Contributions additional to role

  • Top 3 finalist in the 2024 Inviztational, a company-wide visualization challenge, to present on January 7 2025 a dynamic visualization displaying satellite imagery of hurricanes over their lifespan.
  • Developed and taught a curriculum for a dual R and Python course to 25 attendees over a 9 month period.
  • Enforced code best-practices, introduced collaborative git workflows to our team, and checked critical code into Github repositories.
  • Developed several R and python packages including tools to eliminate boilerplate in SQL connections, extend ggplot2 with a company color palette, and other miscellaneous functions.
  • Spent over 100 hours between 2021 and 2024 providing one-on-one support to analysts all over the company supporting R, Python, and SQL questions.
  • Led bi-weekly R Clinic support sessions as the R SME for Progressive (ongoing).
  • Assisted in testing of Posit corporate productivity software, as well as an in-house python cloud platform.
  • Won 2nd place in SPrize 2021, a company-wide predictive modeling challenge, involving over 15 teams.

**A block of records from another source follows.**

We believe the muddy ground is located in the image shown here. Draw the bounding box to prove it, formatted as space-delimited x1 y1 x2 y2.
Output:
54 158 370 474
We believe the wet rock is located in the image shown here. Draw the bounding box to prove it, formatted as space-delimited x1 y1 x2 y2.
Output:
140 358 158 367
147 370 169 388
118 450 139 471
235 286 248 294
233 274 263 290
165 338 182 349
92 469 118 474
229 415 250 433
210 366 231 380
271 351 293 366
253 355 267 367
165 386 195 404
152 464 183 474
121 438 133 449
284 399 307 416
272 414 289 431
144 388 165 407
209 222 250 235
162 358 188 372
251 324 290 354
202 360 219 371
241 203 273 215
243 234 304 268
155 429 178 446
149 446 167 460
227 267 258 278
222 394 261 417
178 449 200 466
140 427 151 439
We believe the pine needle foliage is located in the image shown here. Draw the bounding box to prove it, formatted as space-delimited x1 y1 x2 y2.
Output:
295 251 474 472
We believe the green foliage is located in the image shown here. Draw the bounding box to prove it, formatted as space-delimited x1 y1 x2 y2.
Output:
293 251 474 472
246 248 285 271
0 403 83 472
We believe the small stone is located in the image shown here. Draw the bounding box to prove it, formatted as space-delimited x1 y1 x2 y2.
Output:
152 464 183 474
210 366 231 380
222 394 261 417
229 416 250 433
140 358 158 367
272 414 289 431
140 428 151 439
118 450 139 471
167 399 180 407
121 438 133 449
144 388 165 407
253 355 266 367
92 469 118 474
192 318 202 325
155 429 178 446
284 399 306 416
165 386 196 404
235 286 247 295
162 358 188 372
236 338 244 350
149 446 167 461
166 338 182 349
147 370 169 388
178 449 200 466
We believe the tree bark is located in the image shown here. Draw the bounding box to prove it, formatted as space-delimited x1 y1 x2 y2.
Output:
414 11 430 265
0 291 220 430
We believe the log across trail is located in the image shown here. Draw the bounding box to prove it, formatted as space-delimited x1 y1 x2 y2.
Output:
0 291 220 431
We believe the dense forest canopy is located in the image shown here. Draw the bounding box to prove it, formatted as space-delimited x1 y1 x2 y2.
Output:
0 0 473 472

Cornell University – Graduate Research Assistant

2015 - 2018

  • Gained competency with Bayesian inference using Markov Chain Monte Carlo (MCMC) simulation, geostatistical modeling, maximum likelihood optimization procedures, and generalized linear models.
  • Developed two novel statistical models that use MCMC to estimate animal population size and relationships with spatial habitat covariates, applied to moose in New York.
  • The statistical models’ performance was tested via simulation analysis using high-performance computing techniques under an original dual-layer parallelization scheme of a cluster of computers.
  • Applied motivational and effective leadership leading field research teams of up to 10 personnel into wilderness conditions, and led laboratory discussions on the use of Git and R Markdown to improve organization of research.
  • Communicated results to statistical and ecological audiences nationally and internationally.

Education

Software

  • R (since 2014. Uses: statistical analysis, package development, web app development)
  • Python (since 2019. Uses: ETL, web API’s, automation, deep learning)
  • Git
  • SQL
  • Front-end development (HTML, CSS, JavaScript)
  • Tableau / Power BI
  • ArcGIS

Code Examples

Pytorch implementations for image and video

  • An exploration of neural network architectures for image and video.
  • Tasks explored: image generation/completion, regression from video input.
  • Key lessons: data loaders, model training, model evaluation, cuda integration, U-Net, network visualization

Advent of Code

  • Ranked second out of 14 participating data scientists and BI developers on the company leaderboard.
  • Primarily interested in solving puzzles with awk to enhance programming skills with linux tools.
  • Selected entries (2021):

Automated internet speed tests, hosted on my website

  • Source code.
  • Tests speeds daily and updates website.
  • Displays data with D3.

This resume!

  • Follows a make workflow to generate the output files. Just run make to compile everything!
  • Uses rmd, scss, pandoc, and wkhtmltopdf to create the document.